I agree with most of what you said. However, I don’t understand the comment about the PITA taping procedure. After inserting the sensor, I simply pull out the tape tab and apply the provided clear tape to hold the sensor in place. When the transmitter is charged, I insert it onto the sensor and apply the tape tab to hold it in place.
At the end of the first 7 days, I remove the tape tab holding the transmitter in place, charge it, reinsert it, reapply the tape tab and use another clear tape to hold both the sensor and transmitter in place for another 7 days.
Since I have been on the pump(2008) my A1c’s have been consistently in the 6’s. The only inconsistencies are when I change my site and if I correct a few times and it doesn’t come down then I know it is in blood. That is what the diabetic clinic I go to told me is that I don’t get the full correction or bolus because the insulin is in blood. I may be on a small dose of basal but I am quite able to receive the amount of insulin I need to keep me healthy and avoid complications.
I’m always quite blunt with you, trying to get you to understand the incompetence of your medical care team. They’ve proved it time and time again, but you continue to blindly trust them.

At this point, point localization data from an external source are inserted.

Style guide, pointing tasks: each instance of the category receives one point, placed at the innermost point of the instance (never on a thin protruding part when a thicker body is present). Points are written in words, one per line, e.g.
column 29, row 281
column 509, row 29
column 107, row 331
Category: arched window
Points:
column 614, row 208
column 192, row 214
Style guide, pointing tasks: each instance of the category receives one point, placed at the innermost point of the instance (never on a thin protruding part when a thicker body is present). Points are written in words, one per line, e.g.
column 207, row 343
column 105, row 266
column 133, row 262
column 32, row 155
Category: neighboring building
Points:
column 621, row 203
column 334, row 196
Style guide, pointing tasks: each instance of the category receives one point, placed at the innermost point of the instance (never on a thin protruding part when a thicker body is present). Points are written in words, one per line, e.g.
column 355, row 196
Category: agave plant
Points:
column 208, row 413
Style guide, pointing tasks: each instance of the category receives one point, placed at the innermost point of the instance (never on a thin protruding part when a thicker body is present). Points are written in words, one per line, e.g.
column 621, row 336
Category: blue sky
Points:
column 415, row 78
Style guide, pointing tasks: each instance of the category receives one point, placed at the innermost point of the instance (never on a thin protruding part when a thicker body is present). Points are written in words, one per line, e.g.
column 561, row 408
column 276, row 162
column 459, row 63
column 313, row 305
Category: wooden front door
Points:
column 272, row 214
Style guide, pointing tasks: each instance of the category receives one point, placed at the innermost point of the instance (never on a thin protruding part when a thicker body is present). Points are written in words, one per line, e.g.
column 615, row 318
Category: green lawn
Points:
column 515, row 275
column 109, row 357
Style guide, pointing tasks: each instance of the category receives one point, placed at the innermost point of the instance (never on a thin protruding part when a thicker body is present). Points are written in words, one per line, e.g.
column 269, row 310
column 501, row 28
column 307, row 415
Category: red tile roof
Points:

They haven’t questioned your unusual insulin needs, nor performeded further diagnostic testing. I bet you’re the only patient in their practice with insulin dosages as low as yours, excluding infants if they treat them, but they continue to treat you just like the rest of the masses. You fight me on it with ZERO basis for refute, but you need to be tested for MODY. Though I’m starting to understand there’s little purpose to that when they probably wouldn’t know what MODY is nor how to treat it differently.

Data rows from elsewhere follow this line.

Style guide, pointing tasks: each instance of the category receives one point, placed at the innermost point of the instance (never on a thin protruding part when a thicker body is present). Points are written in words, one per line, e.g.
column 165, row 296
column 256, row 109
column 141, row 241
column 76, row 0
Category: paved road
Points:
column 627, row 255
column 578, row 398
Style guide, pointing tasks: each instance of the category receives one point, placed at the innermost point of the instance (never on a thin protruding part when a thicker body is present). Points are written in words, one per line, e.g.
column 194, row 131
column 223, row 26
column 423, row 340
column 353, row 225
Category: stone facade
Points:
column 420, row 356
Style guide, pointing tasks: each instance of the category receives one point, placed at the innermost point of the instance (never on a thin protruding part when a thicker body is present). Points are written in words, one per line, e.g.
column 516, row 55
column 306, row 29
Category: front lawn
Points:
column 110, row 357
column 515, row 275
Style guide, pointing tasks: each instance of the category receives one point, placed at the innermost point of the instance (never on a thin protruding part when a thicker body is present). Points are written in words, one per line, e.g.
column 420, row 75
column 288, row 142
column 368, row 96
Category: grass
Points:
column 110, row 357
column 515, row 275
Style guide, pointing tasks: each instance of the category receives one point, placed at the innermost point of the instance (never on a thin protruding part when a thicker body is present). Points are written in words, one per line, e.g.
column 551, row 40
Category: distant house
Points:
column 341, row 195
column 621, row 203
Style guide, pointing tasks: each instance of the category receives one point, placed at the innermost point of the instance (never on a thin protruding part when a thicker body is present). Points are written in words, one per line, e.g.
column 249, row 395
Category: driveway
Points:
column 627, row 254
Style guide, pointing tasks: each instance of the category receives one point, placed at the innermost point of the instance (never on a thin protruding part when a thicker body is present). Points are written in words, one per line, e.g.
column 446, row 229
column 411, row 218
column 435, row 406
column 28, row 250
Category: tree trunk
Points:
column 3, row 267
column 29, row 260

They don’t know the limitations of the devices they prescribe. They’re clearly not doing any independent investigation.
They’ve prescribed you a DANGEROUS insulin regime. You should be on diluted insulin. That’s not my personal opinion. It’s FACT. When your insulin needs are less than the margin of error of the delivery device, you NEED to dilute the insulin. It’s irresponsible and negligent of them. Pumps malfunction ALL THE TIME. Normal operating conditions are dangerous to you, but it malfunctions…
Now they’re flat out making up, seeking explanations for what they don’t understand. I have a master’s in molecular and cellular biology.
I accept that a master’s doesn’t sound as impressive as an MD, but I have more education in Physiology than they do. Physiologyy is my wheelhouse I assure you that your boluses are NOT getting dilluted by blood. That’s complete and utter nonsense. If your insulin is in blood, then it’s going to be circulated faster and more effectively than a subcutaneous infusion. I would wager anything that you’re simply not getting the insulin you requested because the pump can’t operate to your specifications.
I’m not a mean person, I promise. I’m not fighting you. I feel passionately FOR you. I’m angry at your medical team for their ineptitude. All I want is for you to be informed so you can advocate for yourself… Because your medical team isn’t capable of it. The fact that you’re doing so well has NOTHING to do with your care team nor your technology. It’s a testament to your own personal achievement. Imagine how much your life could improve if you had you more effective tools to manage with?
You can’t come back and claim now you’re getting all your insulin when you post often asking for help because of inconsistent behavior.